1 tablespoon fresh or dried lavender flowers
¼ cup boiling water
3 cups fresh blueberries
1 tablespoon unsalted butter
2–4 tablespoons raw honey
1 cup heavy cream

  1. Put the lavender flowers in a teapot or jar and pour the boiling water over them. Cover with a lid and let steep for 10 minutes, then strain into a saucepan.
  2. Add the blueberries, butter, and honey to taste to the lavender infusion. Heat over medium heat until the berries soften and release their juices, 5 to 6 minutes.
  3. While the berries are cooking, whip the cream until it forms soft peaks. Serve the berries hot, in bowls, with generous dollops of the whipped cream.

Image credit ©Keller + Keller Photography

Lavender Dandelion Muffins*

Yield: about 10 muffins

As ubiquitous as dandelions are, their flowers do not have a long season. Vibrant green grass carpeted with bright yellow flowers so sunny that they boast a golden halo are an iconic spring landscape here in New England. It’s an image that can’t help but inspire a daydream of children happily racing about, picking flowers to make a dandelion chain, and laughing as they collapse to the ground, filled with pure joy at being finally sprung from the house after a long winter. It doesn’t matter that the flowers quickly wilt — the joy and laughter of spring remain long after the blossoms have passed.

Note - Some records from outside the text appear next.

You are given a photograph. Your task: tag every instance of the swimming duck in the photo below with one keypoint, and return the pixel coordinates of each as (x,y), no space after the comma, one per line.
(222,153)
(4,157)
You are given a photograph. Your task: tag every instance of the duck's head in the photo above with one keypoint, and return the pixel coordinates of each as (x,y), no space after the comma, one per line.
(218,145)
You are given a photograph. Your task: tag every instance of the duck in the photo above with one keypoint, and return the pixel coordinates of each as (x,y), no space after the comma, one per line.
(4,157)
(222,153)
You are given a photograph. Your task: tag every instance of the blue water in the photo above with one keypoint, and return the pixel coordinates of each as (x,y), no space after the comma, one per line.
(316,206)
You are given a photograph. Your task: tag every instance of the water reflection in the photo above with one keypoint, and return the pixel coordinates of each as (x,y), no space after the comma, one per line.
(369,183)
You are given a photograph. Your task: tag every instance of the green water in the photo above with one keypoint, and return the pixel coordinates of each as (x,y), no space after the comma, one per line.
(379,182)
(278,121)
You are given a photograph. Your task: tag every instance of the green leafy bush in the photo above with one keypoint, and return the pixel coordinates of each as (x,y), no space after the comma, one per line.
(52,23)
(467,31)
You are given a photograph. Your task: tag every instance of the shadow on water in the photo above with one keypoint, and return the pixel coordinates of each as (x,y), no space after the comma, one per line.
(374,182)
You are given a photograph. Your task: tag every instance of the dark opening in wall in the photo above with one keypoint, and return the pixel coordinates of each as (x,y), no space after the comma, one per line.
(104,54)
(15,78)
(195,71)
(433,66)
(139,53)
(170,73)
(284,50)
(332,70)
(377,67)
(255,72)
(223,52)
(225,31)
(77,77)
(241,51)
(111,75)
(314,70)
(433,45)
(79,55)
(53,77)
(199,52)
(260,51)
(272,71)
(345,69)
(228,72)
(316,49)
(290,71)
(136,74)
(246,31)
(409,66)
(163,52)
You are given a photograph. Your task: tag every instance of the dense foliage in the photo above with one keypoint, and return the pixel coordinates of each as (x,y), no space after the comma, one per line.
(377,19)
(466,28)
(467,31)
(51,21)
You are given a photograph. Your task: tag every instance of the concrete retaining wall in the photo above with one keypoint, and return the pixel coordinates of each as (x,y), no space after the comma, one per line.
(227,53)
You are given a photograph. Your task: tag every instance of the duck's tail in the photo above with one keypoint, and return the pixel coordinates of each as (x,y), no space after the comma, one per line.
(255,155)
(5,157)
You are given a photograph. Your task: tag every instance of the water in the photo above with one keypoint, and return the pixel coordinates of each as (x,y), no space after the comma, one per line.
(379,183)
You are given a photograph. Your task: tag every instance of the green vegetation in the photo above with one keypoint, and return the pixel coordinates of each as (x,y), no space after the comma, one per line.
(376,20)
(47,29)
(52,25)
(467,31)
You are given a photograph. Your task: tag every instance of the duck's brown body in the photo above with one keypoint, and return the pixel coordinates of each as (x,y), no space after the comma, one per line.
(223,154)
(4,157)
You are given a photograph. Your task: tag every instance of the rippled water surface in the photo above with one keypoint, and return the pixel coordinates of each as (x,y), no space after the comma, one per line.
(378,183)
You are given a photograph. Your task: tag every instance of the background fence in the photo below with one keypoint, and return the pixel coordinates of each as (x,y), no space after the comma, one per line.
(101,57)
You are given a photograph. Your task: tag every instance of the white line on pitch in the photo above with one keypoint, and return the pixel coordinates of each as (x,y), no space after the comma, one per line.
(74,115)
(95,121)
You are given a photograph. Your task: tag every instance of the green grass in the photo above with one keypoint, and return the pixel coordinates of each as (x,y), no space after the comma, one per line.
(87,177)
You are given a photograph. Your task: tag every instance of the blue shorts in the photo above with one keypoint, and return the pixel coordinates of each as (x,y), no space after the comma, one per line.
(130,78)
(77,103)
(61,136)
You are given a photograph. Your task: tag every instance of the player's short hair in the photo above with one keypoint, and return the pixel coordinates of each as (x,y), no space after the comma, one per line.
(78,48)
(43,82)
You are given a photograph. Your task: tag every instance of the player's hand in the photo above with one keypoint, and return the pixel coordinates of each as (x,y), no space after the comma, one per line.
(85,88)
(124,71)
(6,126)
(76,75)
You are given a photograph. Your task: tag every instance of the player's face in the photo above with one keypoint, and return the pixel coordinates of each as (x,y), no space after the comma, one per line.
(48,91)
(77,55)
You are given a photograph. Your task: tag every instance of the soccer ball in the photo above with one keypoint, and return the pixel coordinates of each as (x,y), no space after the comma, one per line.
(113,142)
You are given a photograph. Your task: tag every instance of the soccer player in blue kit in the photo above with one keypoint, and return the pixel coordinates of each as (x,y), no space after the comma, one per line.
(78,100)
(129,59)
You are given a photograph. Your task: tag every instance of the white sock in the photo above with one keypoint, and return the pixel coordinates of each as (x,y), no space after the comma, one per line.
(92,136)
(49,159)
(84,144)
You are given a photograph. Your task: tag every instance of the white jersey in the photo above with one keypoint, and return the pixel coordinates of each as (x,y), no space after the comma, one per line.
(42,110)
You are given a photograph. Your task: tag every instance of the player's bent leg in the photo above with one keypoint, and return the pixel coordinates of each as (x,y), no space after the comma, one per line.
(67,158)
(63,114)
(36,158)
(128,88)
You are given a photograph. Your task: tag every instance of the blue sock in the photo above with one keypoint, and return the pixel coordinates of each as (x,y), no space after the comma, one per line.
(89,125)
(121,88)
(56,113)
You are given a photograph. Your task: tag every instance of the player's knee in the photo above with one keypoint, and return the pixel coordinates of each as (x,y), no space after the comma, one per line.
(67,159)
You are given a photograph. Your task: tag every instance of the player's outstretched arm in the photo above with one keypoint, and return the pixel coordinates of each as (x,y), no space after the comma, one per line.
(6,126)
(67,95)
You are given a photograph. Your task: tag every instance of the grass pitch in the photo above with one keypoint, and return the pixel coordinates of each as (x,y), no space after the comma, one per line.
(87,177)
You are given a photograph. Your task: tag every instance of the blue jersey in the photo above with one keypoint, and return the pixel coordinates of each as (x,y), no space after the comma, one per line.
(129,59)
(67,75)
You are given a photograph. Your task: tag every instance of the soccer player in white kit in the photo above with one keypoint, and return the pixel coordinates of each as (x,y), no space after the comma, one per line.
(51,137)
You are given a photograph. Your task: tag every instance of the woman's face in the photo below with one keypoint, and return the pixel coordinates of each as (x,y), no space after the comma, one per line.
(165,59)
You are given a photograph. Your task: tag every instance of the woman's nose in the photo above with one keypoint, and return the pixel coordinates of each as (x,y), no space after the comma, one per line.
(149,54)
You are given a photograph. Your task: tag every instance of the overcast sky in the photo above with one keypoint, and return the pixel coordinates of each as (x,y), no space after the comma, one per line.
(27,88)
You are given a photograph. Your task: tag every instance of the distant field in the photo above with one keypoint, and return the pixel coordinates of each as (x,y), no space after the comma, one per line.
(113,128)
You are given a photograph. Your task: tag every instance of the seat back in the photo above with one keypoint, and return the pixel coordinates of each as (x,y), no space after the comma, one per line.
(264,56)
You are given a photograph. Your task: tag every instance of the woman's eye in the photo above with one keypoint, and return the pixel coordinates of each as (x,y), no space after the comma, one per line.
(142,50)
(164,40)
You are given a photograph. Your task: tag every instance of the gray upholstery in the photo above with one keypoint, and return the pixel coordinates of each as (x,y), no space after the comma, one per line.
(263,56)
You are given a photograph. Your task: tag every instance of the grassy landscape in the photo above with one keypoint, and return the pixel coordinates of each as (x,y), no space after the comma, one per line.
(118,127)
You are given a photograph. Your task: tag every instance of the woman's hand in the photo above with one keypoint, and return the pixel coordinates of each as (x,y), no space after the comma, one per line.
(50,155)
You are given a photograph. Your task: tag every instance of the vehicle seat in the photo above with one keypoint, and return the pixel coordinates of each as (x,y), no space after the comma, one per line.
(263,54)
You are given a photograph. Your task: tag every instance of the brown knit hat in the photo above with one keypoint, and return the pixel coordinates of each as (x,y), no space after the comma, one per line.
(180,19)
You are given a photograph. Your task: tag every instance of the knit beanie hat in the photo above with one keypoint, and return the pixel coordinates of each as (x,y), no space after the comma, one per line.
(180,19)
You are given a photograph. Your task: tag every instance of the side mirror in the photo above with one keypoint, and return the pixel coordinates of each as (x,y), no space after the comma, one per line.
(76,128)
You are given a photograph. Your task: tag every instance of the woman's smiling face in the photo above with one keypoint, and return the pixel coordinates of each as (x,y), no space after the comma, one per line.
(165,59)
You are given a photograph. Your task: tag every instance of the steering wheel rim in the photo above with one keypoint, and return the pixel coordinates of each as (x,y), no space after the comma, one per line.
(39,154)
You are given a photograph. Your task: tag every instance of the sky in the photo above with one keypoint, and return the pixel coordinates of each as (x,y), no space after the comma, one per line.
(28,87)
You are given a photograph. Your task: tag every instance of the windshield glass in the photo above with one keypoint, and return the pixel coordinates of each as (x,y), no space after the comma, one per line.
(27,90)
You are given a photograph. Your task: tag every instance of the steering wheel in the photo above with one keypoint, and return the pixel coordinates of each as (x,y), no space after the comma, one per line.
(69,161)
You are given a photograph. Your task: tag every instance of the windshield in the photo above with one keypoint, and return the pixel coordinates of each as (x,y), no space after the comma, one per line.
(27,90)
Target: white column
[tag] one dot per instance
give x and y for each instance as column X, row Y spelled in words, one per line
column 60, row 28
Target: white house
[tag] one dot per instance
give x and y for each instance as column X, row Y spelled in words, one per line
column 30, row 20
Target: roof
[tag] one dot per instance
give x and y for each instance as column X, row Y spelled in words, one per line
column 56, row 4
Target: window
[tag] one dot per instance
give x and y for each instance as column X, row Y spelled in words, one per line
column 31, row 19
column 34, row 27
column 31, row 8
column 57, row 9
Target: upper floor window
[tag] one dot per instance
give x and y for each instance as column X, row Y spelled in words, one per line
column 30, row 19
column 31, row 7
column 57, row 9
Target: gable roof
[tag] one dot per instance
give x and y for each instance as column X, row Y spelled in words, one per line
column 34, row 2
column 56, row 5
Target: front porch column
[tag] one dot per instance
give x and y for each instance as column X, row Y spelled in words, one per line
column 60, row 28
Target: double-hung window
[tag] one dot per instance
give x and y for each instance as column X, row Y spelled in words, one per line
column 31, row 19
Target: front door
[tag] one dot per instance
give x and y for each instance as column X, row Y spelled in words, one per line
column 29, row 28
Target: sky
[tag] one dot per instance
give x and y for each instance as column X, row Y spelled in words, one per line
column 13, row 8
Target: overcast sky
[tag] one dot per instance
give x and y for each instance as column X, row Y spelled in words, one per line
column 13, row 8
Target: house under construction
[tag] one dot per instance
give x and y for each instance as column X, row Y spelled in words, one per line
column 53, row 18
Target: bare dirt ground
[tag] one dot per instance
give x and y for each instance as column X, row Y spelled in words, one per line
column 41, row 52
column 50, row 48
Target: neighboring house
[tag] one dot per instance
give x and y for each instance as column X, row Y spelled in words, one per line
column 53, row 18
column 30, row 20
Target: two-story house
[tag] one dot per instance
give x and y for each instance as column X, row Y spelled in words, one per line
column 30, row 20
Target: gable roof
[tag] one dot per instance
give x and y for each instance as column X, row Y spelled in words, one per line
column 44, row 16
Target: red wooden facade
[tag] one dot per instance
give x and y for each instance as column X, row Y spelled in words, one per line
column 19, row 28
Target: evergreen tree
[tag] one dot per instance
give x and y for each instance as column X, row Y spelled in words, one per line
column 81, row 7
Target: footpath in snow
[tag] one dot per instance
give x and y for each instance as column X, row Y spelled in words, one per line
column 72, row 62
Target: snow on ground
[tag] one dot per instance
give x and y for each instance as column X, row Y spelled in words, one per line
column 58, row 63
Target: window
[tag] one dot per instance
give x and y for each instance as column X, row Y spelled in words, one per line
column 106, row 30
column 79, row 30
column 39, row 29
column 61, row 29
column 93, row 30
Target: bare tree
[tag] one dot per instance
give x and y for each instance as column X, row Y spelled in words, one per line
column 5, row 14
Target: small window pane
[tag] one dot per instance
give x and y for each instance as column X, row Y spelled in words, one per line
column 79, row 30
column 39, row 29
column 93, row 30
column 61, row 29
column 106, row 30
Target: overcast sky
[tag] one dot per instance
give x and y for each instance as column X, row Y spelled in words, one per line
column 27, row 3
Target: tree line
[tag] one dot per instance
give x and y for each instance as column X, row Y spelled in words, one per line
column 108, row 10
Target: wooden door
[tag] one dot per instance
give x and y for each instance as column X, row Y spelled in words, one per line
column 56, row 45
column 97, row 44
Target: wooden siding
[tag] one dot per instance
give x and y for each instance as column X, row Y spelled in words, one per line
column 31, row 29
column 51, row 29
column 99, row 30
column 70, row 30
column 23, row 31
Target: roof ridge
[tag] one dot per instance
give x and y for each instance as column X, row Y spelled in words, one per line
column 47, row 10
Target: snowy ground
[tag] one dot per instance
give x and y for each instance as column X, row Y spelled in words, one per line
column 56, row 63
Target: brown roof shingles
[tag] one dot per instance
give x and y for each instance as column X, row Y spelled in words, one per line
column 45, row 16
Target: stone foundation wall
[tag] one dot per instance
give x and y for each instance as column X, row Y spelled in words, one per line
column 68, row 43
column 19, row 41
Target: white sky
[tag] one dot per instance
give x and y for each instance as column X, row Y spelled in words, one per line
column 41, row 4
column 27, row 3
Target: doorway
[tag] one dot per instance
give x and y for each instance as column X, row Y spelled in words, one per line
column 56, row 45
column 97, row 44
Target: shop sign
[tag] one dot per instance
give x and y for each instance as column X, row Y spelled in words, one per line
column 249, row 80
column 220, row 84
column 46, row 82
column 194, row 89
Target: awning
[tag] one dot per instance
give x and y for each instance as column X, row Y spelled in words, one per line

2¼ cups flour (I use a combination of white and wheat spelt)
2 teaspoons baking powder
1 teaspoon baking soda
1 teaspoon ground cinnamon
½ teaspoon salt
½ cup (1 stick) butter, melted
2 eggs, lightly beaten
¾ cup milk
½–¾ cup honey (depending on how sweet you like your muffins)
1 teaspoon vanilla extract
2 cups loosely packed dandelion flower petals (base and green leaves removed)
2 tablespoons dried lavender flowers
½ cup chopped nuts (optional)

  1. Preheat the oven to 400°F (200°C). Generously grease 10 cups in a muffin pan.
  2. Combine the flour, baking powder, baking soda, cinnamon, and salt in a large bowl and mix well.
  3. Combine the butter, eggs, milk, honey, and vanilla in a separate bowl and whisk together. Add to the dry ingredients and mix until just combined. Add the dandelion petals, lavender flowers, and nuts, if using, and stir until just combined.
  4. Fill the prepared muffin cups to the top with batter. Bake for 14 to 17 minutes, or until a toothpick inserted into the center comes out clean.